A Opinião do Estadão: Onda de sarampo

Equipe BR Político

“A Organização Mundial da Saúde (OMS) alerta para um surto planetário de sarampo, com epidemias devastadoras em algumas regiões. Em 2018, 140 mil pessoas morreram, a maioria bebês e crianças com menos de cinco anos, os mais vulneráveis à infecção. Os que escapam à morte sofrem alto risco de complicações, incluindo pneumonia, encefalite e deficiências vitalícias, como lesão cerebral permanente, cegueira ou surdez. O vírus pode ainda danificar a memória do sistema imunológico por meses ou mesmo anos, tornando os sobreviventes vulneráveis a outras doenças letais, como influenza ou diarreia aguda.

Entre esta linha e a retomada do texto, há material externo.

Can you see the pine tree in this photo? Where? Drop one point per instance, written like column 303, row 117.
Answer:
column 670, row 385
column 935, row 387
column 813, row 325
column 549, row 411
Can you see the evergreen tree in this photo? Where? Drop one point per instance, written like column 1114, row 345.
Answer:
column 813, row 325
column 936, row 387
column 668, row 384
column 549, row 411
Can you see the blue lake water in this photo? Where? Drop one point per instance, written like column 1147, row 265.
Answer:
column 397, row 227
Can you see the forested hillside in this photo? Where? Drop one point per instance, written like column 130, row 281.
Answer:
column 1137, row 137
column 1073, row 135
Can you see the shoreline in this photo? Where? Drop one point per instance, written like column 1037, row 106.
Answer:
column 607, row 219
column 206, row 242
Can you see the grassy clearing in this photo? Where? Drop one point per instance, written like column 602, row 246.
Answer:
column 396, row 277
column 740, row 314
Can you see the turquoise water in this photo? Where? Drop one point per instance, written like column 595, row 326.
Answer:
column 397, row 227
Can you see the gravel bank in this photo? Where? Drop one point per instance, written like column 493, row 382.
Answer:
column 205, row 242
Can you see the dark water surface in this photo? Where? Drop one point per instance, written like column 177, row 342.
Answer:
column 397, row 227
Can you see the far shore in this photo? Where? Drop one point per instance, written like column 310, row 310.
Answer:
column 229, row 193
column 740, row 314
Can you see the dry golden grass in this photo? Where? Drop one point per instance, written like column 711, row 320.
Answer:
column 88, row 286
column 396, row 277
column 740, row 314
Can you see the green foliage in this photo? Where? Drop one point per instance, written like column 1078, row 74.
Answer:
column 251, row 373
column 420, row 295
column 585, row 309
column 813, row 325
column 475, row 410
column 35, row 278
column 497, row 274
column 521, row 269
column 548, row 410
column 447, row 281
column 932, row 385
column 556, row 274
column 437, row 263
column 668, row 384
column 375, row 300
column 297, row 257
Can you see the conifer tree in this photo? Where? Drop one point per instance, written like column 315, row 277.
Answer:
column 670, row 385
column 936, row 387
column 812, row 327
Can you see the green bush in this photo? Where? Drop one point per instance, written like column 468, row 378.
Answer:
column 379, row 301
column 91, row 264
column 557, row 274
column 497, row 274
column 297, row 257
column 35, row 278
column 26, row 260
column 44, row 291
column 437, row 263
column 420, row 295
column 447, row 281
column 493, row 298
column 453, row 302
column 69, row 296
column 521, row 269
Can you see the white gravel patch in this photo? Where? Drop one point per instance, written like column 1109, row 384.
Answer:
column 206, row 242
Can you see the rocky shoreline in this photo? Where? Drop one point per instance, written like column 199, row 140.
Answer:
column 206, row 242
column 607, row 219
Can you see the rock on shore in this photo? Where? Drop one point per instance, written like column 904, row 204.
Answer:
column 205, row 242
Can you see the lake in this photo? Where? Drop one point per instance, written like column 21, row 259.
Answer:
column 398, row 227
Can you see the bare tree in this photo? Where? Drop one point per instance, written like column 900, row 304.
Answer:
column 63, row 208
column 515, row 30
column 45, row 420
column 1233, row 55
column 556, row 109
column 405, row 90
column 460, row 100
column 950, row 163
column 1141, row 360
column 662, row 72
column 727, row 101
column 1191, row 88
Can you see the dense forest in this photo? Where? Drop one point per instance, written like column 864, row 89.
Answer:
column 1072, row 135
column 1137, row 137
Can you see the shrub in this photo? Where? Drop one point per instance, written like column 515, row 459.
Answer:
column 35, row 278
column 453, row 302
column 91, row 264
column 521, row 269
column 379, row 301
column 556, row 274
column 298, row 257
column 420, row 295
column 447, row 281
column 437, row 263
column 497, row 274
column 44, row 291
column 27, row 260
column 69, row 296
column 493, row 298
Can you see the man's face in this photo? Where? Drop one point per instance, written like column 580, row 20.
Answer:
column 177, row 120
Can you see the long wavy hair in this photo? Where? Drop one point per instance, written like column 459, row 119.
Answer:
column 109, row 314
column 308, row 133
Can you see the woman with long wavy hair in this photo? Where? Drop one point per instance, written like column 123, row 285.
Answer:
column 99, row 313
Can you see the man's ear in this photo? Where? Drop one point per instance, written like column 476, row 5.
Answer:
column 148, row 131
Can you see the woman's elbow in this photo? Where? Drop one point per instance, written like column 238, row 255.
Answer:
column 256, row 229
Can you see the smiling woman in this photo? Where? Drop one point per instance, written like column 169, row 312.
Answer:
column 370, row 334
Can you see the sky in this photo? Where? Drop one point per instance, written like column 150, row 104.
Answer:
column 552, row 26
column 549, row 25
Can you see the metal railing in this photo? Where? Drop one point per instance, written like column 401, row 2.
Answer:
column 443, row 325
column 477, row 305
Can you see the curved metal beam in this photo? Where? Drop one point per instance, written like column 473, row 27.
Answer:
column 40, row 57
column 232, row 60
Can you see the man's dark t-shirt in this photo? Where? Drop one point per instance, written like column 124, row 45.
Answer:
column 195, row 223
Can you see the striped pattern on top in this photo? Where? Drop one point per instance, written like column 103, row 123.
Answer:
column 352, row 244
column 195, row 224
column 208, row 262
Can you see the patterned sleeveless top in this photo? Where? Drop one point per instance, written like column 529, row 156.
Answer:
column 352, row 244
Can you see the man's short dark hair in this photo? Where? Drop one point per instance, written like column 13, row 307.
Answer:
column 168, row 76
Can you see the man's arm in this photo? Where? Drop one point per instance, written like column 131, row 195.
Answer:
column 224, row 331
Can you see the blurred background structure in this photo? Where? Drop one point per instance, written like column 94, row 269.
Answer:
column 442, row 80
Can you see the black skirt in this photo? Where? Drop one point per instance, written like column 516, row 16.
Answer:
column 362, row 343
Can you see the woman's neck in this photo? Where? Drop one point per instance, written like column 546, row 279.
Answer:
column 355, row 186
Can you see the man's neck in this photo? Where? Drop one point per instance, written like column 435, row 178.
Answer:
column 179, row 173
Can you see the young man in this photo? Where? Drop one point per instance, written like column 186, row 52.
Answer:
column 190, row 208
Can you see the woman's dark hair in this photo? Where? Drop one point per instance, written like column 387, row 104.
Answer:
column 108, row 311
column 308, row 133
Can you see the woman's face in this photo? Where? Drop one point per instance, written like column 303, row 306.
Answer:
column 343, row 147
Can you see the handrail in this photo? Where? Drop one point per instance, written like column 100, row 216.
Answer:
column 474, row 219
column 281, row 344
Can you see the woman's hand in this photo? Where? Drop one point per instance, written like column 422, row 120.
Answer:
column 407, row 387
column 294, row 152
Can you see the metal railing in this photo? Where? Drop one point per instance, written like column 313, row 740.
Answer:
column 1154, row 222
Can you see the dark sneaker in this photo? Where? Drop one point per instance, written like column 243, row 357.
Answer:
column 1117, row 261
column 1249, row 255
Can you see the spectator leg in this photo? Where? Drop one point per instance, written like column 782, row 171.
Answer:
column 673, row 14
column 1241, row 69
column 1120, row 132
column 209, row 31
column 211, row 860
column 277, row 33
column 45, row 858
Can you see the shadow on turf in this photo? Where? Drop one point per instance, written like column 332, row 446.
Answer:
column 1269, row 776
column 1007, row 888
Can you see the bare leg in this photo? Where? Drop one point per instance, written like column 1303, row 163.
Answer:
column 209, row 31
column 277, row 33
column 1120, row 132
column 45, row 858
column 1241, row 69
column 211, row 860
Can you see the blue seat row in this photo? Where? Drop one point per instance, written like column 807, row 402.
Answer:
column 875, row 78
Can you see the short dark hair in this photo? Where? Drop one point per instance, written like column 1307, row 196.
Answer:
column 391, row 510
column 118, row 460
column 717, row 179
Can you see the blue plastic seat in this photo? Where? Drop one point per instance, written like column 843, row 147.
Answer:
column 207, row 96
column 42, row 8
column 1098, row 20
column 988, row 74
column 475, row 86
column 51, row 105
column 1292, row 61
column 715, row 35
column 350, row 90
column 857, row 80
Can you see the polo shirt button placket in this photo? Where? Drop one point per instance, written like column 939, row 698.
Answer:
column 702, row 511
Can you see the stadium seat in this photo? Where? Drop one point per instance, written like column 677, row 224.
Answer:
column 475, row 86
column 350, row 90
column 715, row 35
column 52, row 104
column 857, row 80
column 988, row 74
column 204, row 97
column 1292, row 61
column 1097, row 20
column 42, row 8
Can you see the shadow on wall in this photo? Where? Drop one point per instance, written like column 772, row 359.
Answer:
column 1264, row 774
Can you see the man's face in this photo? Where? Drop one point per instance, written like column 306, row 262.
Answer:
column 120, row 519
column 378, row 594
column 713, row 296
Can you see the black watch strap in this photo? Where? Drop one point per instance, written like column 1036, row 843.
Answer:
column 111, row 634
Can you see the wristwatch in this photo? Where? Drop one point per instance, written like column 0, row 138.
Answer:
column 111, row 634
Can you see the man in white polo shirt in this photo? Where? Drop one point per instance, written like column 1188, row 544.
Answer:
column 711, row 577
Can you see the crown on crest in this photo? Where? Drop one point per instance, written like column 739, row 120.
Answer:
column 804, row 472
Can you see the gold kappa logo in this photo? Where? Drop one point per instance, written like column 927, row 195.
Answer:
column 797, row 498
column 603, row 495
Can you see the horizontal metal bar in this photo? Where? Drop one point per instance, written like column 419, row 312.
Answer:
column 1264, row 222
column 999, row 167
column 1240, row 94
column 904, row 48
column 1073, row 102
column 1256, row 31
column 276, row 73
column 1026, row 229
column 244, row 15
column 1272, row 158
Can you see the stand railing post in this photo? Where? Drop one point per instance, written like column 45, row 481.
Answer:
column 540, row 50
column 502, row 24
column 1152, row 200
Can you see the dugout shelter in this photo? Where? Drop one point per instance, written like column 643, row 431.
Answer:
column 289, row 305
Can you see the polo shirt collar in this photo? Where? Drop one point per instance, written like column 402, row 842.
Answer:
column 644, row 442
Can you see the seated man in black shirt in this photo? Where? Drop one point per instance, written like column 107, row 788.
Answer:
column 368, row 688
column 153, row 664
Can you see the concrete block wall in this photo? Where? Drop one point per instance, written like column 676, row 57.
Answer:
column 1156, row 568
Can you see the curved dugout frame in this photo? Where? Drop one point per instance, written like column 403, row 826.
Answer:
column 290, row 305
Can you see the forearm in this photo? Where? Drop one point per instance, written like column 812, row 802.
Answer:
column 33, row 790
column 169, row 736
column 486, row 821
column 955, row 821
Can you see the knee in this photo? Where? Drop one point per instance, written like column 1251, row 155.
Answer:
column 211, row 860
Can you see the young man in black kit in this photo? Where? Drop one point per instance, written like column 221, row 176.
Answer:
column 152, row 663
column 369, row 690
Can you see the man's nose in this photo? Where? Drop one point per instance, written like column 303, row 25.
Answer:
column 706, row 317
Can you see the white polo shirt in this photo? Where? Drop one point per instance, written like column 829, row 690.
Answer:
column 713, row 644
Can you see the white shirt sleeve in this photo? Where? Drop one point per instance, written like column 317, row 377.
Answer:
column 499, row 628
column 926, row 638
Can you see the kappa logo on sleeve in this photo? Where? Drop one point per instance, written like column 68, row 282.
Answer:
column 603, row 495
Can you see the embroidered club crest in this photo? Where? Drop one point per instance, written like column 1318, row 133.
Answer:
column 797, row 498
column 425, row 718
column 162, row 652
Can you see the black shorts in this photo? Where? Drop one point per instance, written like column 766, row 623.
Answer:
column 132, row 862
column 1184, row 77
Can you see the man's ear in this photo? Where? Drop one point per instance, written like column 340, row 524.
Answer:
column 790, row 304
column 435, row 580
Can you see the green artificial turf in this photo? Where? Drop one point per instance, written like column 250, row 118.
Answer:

“O fato de que qualquer criança morra de uma doença evitável por vacina como o sarampo é um ultraje e um fracasso coletivo na proteção das crianças mais vulneráveis do mundo”, disse Adhanom Ghebreyesus, diretor-geral da OMS. Nos últimos 18 anos estima-se que só a vacinação tenha salvado mais de 23 milhões de vidas. Mas as taxas de vacinação estão estagnadas há uma década. Para impedir surtos, a OMS recomenda 95% de cobertura com duas doses de vacina em uma determinada comunidade. Mas em 2018 apenas 86% das crianças no mundo foram vacinadas e menos de 70% receberam a segunda dose.”

Diz trecho de editorial do Estadão nesta quinta-feira, 12.